Alors il faut que tu fasses plaisir pour avoir un sourire on dirait, juste pour
intégrer un groupe, leur groupe, « la famille ». Le fait d’être juste
humain ne suffit plus, il faut donner encore et encore. Et ils te lancent en
remerciement un petit « peut-être ». Petit tu donnais sans rien
attendre, juste parce que la vie c’était la vérité, dans la rue tu donnais ton
pain au chocolat aux clodos en allant à l’école, hier un clodo c’était un homme
fait de chair et d’os comme toi, mais il le mangeait et tu courais pour éviter
qu’il te voit en train de chialer, parce que ce vieux bonhomme était assis sur
le sol trempé, il avait les yeux baissés tous les jours, les larmes tombant
comme de l’acide. Tu as 49 ans et tu te rends compte que tu n’as toujours pas
changé, guidé par tant d’étoiles, toutes celles que tu n’as jamais réussi à
sauver du froid, de la faim, des guerres, pourtant tu ne vas plus à l’école mais
tu étudies tout le temps et tu ne manges plus de pain au chocolat et de toute
façon les clodos te crachent à la gueule maintenant. Alors tu ne donnes plus
rien, enfin si tu donnes tous les jours en fait, juste en restant humain. Cela
coûte cher en psychothérapie mais même les psys commencent à t’abandonner.

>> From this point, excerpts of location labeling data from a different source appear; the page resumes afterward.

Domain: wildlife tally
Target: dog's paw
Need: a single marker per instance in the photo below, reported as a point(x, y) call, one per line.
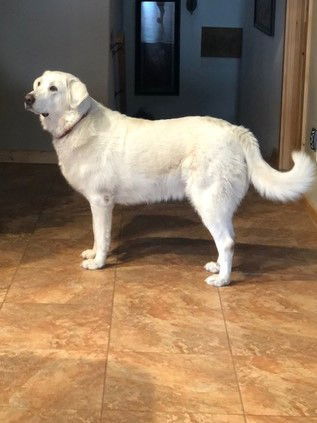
point(88, 254)
point(212, 267)
point(216, 280)
point(92, 264)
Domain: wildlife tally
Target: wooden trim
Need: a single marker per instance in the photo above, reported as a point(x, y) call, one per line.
point(310, 209)
point(307, 75)
point(293, 80)
point(27, 156)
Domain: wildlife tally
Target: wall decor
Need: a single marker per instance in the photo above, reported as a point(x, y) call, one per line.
point(264, 16)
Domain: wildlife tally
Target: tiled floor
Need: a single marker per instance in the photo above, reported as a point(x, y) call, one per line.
point(146, 340)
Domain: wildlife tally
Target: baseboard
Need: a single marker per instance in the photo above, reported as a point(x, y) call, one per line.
point(311, 209)
point(27, 156)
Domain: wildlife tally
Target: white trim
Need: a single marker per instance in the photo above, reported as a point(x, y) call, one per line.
point(27, 156)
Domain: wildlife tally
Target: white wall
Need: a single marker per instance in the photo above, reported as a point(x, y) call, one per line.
point(312, 98)
point(35, 35)
point(207, 85)
point(261, 78)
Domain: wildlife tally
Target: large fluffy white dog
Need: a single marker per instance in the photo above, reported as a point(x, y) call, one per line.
point(112, 158)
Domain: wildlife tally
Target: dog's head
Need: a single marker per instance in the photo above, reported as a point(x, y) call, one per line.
point(55, 93)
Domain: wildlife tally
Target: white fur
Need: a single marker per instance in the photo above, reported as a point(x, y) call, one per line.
point(114, 159)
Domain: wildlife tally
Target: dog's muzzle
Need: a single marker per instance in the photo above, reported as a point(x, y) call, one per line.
point(29, 100)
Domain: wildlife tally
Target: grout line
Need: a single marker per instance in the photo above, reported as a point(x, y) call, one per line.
point(110, 326)
point(230, 350)
point(41, 209)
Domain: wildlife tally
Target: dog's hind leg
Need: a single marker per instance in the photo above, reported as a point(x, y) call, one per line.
point(216, 209)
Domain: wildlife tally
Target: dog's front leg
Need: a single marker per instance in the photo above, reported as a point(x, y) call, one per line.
point(101, 210)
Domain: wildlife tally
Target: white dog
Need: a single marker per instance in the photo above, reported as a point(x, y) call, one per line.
point(114, 159)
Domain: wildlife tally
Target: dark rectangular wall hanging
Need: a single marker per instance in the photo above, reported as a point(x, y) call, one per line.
point(264, 16)
point(221, 42)
point(157, 47)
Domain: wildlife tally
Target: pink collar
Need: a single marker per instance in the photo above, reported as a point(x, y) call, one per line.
point(72, 127)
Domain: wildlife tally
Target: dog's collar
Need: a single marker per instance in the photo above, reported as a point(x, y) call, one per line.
point(72, 127)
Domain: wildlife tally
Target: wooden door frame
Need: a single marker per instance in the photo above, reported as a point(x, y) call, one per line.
point(295, 77)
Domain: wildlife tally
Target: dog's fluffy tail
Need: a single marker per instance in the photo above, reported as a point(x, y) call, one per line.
point(270, 183)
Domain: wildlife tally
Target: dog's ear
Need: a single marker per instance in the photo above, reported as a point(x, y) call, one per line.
point(77, 92)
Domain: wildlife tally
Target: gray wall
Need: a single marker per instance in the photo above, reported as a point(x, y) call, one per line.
point(35, 35)
point(207, 85)
point(116, 26)
point(261, 78)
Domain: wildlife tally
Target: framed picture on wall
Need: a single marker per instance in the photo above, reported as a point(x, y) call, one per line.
point(264, 16)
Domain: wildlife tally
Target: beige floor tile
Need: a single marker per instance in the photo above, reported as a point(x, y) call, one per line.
point(153, 382)
point(166, 310)
point(268, 316)
point(35, 380)
point(12, 248)
point(23, 415)
point(59, 328)
point(139, 417)
point(271, 419)
point(277, 386)
point(3, 292)
point(48, 285)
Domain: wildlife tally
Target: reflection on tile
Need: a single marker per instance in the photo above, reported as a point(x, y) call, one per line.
point(258, 258)
point(288, 419)
point(23, 415)
point(171, 383)
point(159, 310)
point(36, 380)
point(61, 253)
point(50, 285)
point(165, 251)
point(280, 386)
point(141, 417)
point(55, 327)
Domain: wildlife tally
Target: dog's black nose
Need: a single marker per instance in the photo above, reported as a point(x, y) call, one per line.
point(29, 99)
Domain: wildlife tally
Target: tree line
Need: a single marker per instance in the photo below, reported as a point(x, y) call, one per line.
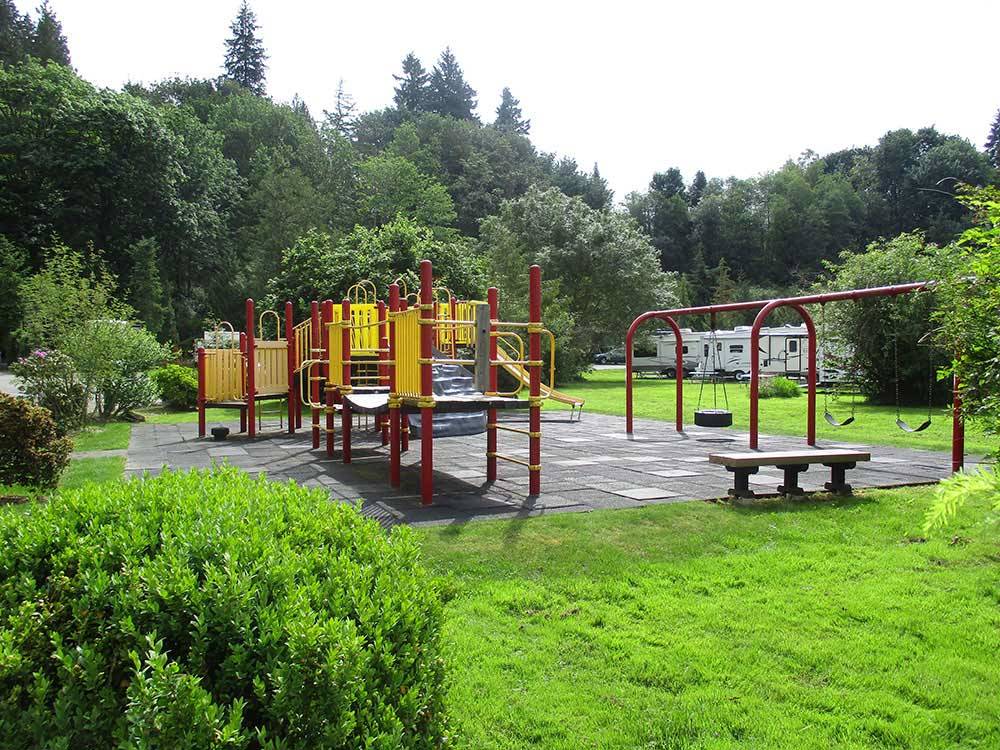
point(196, 193)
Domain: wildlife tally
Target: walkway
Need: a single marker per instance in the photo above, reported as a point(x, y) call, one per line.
point(585, 465)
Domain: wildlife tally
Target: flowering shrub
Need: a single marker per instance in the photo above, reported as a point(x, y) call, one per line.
point(49, 378)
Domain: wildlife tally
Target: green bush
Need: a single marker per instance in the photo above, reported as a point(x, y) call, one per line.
point(779, 388)
point(211, 610)
point(32, 452)
point(49, 378)
point(178, 386)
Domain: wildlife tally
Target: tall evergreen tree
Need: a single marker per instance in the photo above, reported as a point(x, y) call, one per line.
point(15, 33)
point(49, 42)
point(342, 119)
point(509, 119)
point(993, 143)
point(412, 92)
point(246, 61)
point(450, 95)
point(697, 188)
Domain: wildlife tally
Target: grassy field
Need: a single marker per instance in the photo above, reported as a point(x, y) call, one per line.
point(814, 624)
point(604, 391)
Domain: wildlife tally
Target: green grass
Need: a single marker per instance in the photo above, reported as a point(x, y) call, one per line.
point(604, 391)
point(82, 470)
point(814, 624)
point(103, 437)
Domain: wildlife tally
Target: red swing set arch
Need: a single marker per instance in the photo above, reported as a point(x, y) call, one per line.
point(765, 308)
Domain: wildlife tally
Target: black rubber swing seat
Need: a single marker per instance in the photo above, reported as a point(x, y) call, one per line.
point(832, 420)
point(906, 428)
point(713, 418)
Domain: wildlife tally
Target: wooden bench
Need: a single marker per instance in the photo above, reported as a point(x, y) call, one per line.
point(792, 463)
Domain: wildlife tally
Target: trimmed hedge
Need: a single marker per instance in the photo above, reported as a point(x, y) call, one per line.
point(177, 385)
point(211, 610)
point(33, 452)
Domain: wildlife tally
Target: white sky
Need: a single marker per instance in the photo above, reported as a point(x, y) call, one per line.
point(733, 88)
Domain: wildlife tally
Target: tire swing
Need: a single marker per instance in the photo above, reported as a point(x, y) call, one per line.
point(900, 422)
point(829, 417)
point(714, 417)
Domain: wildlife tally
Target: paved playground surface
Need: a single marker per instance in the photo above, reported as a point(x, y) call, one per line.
point(586, 465)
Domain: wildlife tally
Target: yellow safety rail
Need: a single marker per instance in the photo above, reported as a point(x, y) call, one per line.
point(224, 379)
point(407, 361)
point(271, 375)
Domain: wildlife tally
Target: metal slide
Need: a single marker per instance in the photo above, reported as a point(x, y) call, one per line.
point(522, 377)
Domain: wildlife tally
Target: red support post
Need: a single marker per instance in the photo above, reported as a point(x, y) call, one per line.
point(957, 427)
point(755, 369)
point(394, 405)
point(345, 387)
point(404, 439)
point(313, 385)
point(201, 391)
point(251, 371)
point(427, 315)
point(383, 369)
point(535, 380)
point(493, 300)
point(290, 357)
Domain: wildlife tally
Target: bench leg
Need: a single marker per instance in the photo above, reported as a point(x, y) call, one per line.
point(791, 483)
point(838, 478)
point(741, 480)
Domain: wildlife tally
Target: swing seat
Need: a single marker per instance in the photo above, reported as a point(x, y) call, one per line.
point(832, 420)
point(713, 418)
point(906, 428)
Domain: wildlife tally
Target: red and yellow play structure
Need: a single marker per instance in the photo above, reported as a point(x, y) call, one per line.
point(399, 360)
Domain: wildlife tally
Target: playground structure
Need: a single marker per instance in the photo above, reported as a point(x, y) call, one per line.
point(398, 360)
point(765, 308)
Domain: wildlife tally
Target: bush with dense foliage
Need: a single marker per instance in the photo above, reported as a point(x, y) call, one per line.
point(178, 386)
point(779, 387)
point(114, 358)
point(32, 452)
point(211, 610)
point(968, 313)
point(49, 378)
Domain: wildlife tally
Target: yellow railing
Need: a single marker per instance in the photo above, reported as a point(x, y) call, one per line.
point(224, 375)
point(271, 375)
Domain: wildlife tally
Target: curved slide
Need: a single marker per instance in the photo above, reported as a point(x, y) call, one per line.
point(522, 376)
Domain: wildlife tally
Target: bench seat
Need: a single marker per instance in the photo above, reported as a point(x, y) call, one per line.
point(742, 465)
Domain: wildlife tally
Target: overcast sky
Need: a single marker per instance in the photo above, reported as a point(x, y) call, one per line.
point(733, 88)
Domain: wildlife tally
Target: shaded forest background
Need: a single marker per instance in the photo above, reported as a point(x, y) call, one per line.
point(198, 193)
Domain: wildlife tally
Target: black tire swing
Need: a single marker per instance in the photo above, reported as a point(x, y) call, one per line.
point(829, 417)
point(714, 417)
point(900, 422)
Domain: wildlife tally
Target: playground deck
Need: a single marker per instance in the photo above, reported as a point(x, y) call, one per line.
point(586, 465)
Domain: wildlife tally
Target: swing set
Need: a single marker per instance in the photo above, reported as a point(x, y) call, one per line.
point(765, 308)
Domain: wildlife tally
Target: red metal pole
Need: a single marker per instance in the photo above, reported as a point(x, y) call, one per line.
point(755, 369)
point(427, 314)
point(345, 388)
point(394, 405)
point(314, 384)
point(290, 357)
point(201, 391)
point(404, 440)
point(243, 379)
point(535, 380)
point(493, 300)
point(957, 427)
point(251, 371)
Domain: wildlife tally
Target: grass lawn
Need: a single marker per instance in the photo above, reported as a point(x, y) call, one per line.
point(824, 623)
point(604, 391)
point(103, 437)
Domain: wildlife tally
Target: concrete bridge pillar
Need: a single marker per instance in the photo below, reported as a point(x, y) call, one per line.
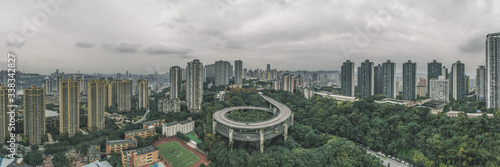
point(286, 130)
point(231, 131)
point(214, 123)
point(261, 140)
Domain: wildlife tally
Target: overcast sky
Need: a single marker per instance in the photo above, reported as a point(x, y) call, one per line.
point(110, 36)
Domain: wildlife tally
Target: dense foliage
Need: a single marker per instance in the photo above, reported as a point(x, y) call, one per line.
point(305, 146)
point(410, 133)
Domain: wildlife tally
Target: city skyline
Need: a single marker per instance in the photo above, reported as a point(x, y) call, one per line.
point(281, 34)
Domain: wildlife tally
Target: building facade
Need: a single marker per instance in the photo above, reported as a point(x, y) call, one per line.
point(440, 89)
point(194, 93)
point(96, 104)
point(4, 116)
point(481, 80)
point(142, 86)
point(409, 80)
point(175, 82)
point(49, 83)
point(493, 70)
point(458, 81)
point(69, 107)
point(434, 69)
point(238, 72)
point(366, 79)
point(222, 72)
point(388, 81)
point(34, 114)
point(347, 78)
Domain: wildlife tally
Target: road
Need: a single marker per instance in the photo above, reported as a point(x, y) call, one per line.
point(387, 160)
point(284, 114)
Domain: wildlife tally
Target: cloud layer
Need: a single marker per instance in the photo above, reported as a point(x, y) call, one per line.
point(289, 34)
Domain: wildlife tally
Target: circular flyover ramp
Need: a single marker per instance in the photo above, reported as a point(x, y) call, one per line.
point(271, 127)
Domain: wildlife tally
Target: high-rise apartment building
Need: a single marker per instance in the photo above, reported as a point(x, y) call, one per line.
point(142, 85)
point(493, 70)
point(34, 114)
point(288, 82)
point(4, 117)
point(69, 107)
point(49, 83)
point(347, 74)
point(366, 79)
point(457, 83)
point(377, 79)
point(238, 72)
point(409, 80)
point(388, 81)
point(194, 86)
point(175, 82)
point(96, 90)
point(222, 72)
point(481, 88)
point(120, 95)
point(434, 69)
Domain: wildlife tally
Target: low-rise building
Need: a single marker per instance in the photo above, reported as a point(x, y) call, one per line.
point(119, 145)
point(143, 133)
point(94, 153)
point(171, 128)
point(139, 156)
point(152, 124)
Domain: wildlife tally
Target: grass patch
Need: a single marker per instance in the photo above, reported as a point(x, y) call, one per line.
point(177, 155)
point(193, 137)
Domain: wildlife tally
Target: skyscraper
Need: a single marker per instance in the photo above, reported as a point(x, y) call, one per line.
point(142, 85)
point(69, 107)
point(409, 80)
point(366, 79)
point(175, 82)
point(458, 81)
point(222, 72)
point(4, 117)
point(49, 83)
point(238, 72)
point(120, 95)
point(288, 82)
point(59, 79)
point(493, 70)
point(34, 114)
point(347, 74)
point(96, 90)
point(481, 88)
point(388, 81)
point(377, 79)
point(434, 69)
point(194, 86)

Alors tu t’enfermes dans ton 11ème sous-sol écrasé par le poids de
ton être vivant, tu parles, tu danses, tu pleures, tu souffres et tu cries mais
les murs sont épais sous la terre. Ta dépression est inopérable bien cachée
entre le cœur et le cerveau, pas de chimio, pas de thérapie, pas de médecin, tu
es beaucoup trop humain et tu as les yeux noirs. De toute façon personne ne te
voit, ne la voit, en même temps ce n’est pas écrit sur ton corps, tu as juste
tatoué « je vais bien ne t’en fais pas » sur ton cou, ça rassure les
gens qui t’entourent. Mais derrière tes yeux noirs tout est déchiré,
déchiqueté, laissé aux abîmes de l’alcool. Rien que d’entendre une portière se
fermer dans la rue t’agace, le simple fait de parler à côté de toi t’irrite la
peau, même si c’est dans le silence ou dans le bruit, le chien du voisin qui
aboie te projette dans des idées de meurtre à coup de poings. Tu ne vas même
plus chercher ton courrier au bout de la rue en plein jour, tu promènes ton
chien seulement la nuit comme un voyou chercheur de drogue. Tu tentes quelques
promenades en forêt mais l’apparence d’un bipède à cent mètres te fait faire
des détours et tu finis épuisé avec juste l’envie de ne jamais rentrer. Tu
tisses une toile sur la toile, unique rempart à la descente finale et fatale le
long de la paroi rocheuse et pourtant c’est bien cette toile qui te bouscule à
chaque fois que tu te penches pour regarder en bas, putain que c’est haut. Plus
t’essaies de « rentrer » vers l’extérieur, plus t’essaies de sourire
et plus ça te détruit. Tu ne mets plus que des chemises à col mao pour qu’ils
ne voient que ton tatouage sur ton cou. Chaque jour tu angoisses sur ton
portable à chaque mots oubliés de ton minot qui rentre tard ou qui ne rentre
pas, ce gouffre d’heures plongé dans les nuits blanches, prendre rdv pour
changer les pneus de ton panzer devient un combat contre un ours enragé et
affamé, le moindre craquement, la moindre fuite d’eau se transforment en montée
impossible sous la pluie en scooter. Et à chaque fois que tu arrives à te poser
le long de la paroi certains juste pour avoir la meilleure place te bazardent
des coups de lattes pour que tu dégringoles de nouveau. Toujours. La
dépression, on en parle si tu veux…j’ai des doutes !!!!!